North Korea's "developing reality"


"One will come to know later what will be launched in the DPRK"

By many public accounts Pyongyang is gearing up for a "test" of a new ICBM, excusing itself from explaining why a starving, but 'self-reliant' people so devoted to Juche Socialism, would be so determined to make a Great Leap Forward into 'space development.' A glorious future is fine place to imagine when it becomes necessary to deny the gnawing hunger of the present.

Everyone has seen the night light photographs of the Korean Peninsula from orbit. The lights are big and bright behind tens of thousands of American troops stationed in the DMZ and guarding the cease fire of 1953. In brilliant Seoul and across the Sea of Japan governments are alarmed.

In Alaska, U.S. ADM platforms are working three shifts, very wide awake, as Secretary of State Hillary Clinton prepares to visit Beijing, Kim Jong Il is in need of some attention, and he's not above the grand gesture.

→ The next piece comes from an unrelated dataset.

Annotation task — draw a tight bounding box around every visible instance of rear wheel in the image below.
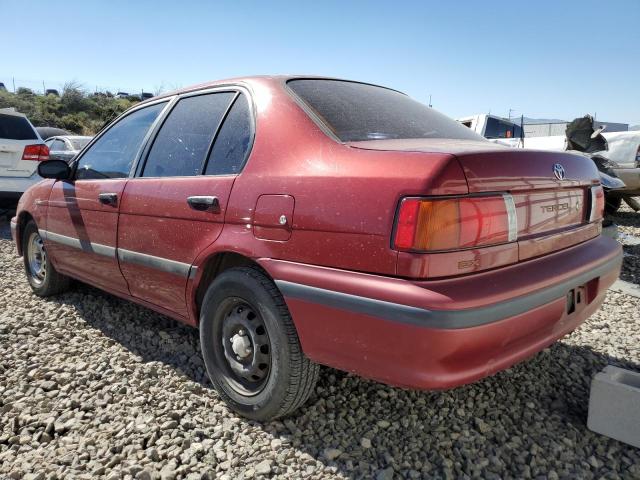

Tokyo remembers 2003, when a DPRK Ballistic Missile flew over the Home Islands and fell into the Pacific.

If Kim wants to throw rocks, he may discover a surprise left behind by former President Bush, in the form of a trip wire the new White House might not have bothered to trace down as yet.

Fortunately the result will not mean more additional orbital debris.

Nevertheless, in Seoul, The Korea Times believes the sickly leadership around Kim is "anxious to gain President Barack Obama's attention."

North Korea Monday denied that it was preparing to test-launch a long-range missile, claiming its recent moves are related to "space development."

A statement carried by the North's official Korean Central News Agency (KCNA) was reminiscent of the North's comments in 1998, when it claimed a rocket it launched was really a satellite, according to Yonhap News.

The denial comes following intelligence reports from Seoul that North Korea is assembling a long-range missile at the country's eastern launch site.

"Recently the U.S. and some other countries claimed that the DPRK is making 'preparations for launching long-distance missile,'" the KCNA was quoted as saying.

"This is a vicious trick to put a brake on the wheel of not only the DPRK's building of military capability for self-defense but also scientific researches for peaceful purpose under the pretext of missile," it said.

The report also made clear North Korea will launch whatever it is that it has been preparing.

"One will come to know later what will be launched in the DPRK," it said, "Space development is the independent right of the DPRK and the requirement of the developing reality."

North Korea also denied that it was trying to grab U.S. President Barack Obama's attention with its alleged missile activity, as analysts here have speculated.